"I commend you to the favor of the Compassionate. MAHOMMED."
When the missive was read, Mustapha knelt to the Count, and saluted him. Then he conducted him into the chapel of the castle, and going to the altar, showed him an iron door, and said:
"My master, the Lord Mahommed, instructed me to deposit here certain treasure with which he graciously intrusted me. Receive the key, I pray, and search the vault, and view the contents, and, if it please you, give me a certificate which will enable me to go back to my country, and live there a faithful servant of my master, the Lord Mahommed—may he be exalted as the Faithful are!"
Now when the Count came to inspect the contents of the vault he was displeased; and seeing it, Mustapha proceeded:
"My master, the Lord Mahommed, anticipated that you might protest against receiving the treasure; if so, I was to tell you it was to make good in some measure the sums the noble lady your mother has paid in searching for you, and in masses said for the repose of your father's soul."
Corti could not do else than accept.
Finally, to complete the narrative, he never married. The reasonable inference is, he never met a woman with graces sufficient to drive the Princess Irene from his memory.
After the death of the Countess, his mother, he went up to Rome, and crowned a long service as chief of the Papal Guard by dying of a wound received in a moment of victory. Hadifah, the Berbers, and Nilo chose to stay with him throughout. The Tripolitans were returned to their country; after which the galley was presented to the Holy Father.
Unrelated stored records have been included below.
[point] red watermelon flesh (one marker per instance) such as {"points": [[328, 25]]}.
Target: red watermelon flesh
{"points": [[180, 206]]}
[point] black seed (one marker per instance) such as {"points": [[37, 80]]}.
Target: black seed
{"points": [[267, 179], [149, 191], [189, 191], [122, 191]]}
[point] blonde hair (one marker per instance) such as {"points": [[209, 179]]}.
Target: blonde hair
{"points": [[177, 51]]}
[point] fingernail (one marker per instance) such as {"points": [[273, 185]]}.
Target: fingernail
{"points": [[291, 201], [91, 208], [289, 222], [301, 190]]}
Once every year there came to the Count a special messenger from Constantinople with souvenirs; sometimes a sword royally enriched, sometimes a suit of rare armor, sometimes horses of El Hajez—these were from Mahommed. Sometimes the gifts were precious relics, or illuminated Scriptures, or rosaries, or crosses, or triptychs wonderfully executed—so Irene the Sultana chose to remind him of her gratitude.
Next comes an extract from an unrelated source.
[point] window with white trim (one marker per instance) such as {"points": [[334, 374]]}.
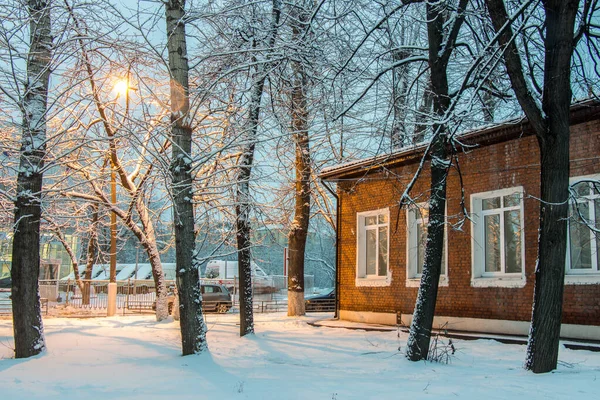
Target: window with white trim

Syama wandered around Constantinople a few days after the fall of the city, looking for his master, whom he refused to believe dead. Lael offered him asylum for life. Suddenly he disappeared, and was never seen or heard of more. It may be presumed, we think, that the Prince of India succeeded in convincing him of his identity, and took him to other parts of the world—possibly back to Cipango.